- Born: 1964 (age 61–62) Indiana, USA
- Occupations: Mezzo-soprano; Contralto; Academic;
- Organizations: Hochschule für Musik Mainz; Musikhochschule Frankfurt;
- Awards: ARD International Music Competition

= Melinda Paulsen =

American singer

Melinda Paulsen (born 1964) is an American mezzo-soprano and contralto who has appeared mostly in Germany, with a focus on concert singing. She has been an academic voice teacher at the Musikhochschule Frankfurt.

== Early life and education ==
Paulsen grew up in Indiana. She studied first at Swarthmore College in Pennsylvania, then from 1988 in Germany at the Musikhochschule München with Daphne Evangelatos, graduating in 1991.

== Career ==
Paulsen was engaged by the opera studio of the Bavarian State Theatre, where she received instructions by Astrid Varnay and participated in opera productions of the State Theatre. In 1992, she achieved 2nd prize at the ARD International Music Competition. She has appeared at international Festivals such as Rheingau Musik Festival, Halle Handel Festival, and Bregenz Festival. She has collaborated with conductors such as Roberto Abbado, Enoch zu Guttenberg, Marek Janowski and Helmuth Rilling, and has appeared in concert halls such as the Wiener Musikverein, the Leipzig Gewandhaus, and the Konzerthaus Berlin.

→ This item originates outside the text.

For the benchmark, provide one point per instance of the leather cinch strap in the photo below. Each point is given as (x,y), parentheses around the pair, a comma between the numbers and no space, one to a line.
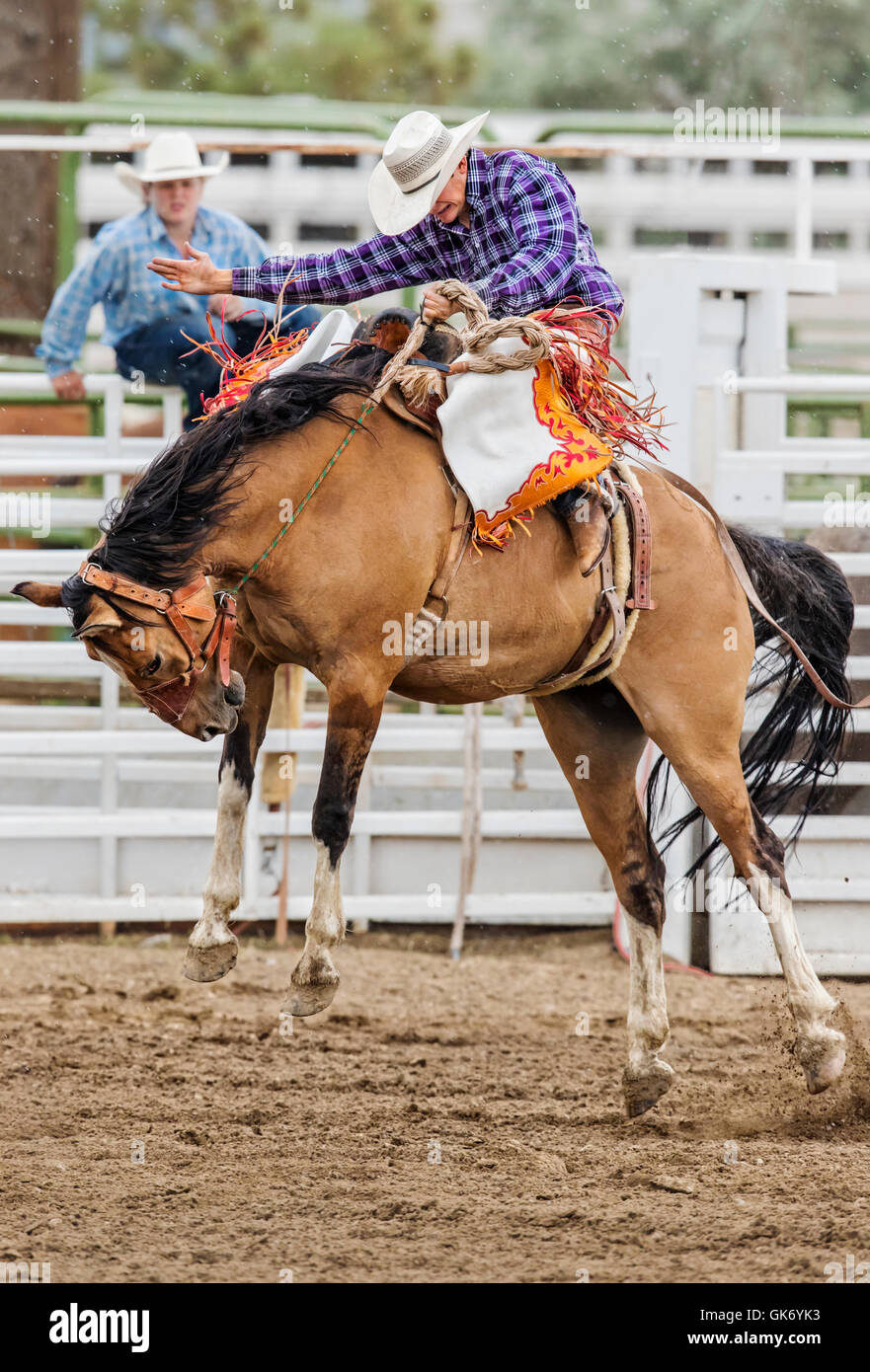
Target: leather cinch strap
(746,582)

Paulsen made the first recordings of certain works by Nadia Boulanger and Ethel Smyth, including in 1993 some of Boulanger's songs (with pianist Angela Gassenhuber), and Smyth's four songs for mezzo-soprano and chamber ensemble. In 1998, she recorded the role of Storge in Handel's last oratorio Jephtha with the Maulbronner Kammerchor conducted by Jürgen Budday, alongside Julian Podger in the title role. A reviewer noted her strong, dramatic, vivid performance as the mother who "learns she will lose her daughter".

Paulsen was a lecturer of voice at the Hochschule für Musik Mainz at the Mainz University from 1997 to 2003. Since 2003, she is a professor of voice at the Musikhochschule Frankfurt.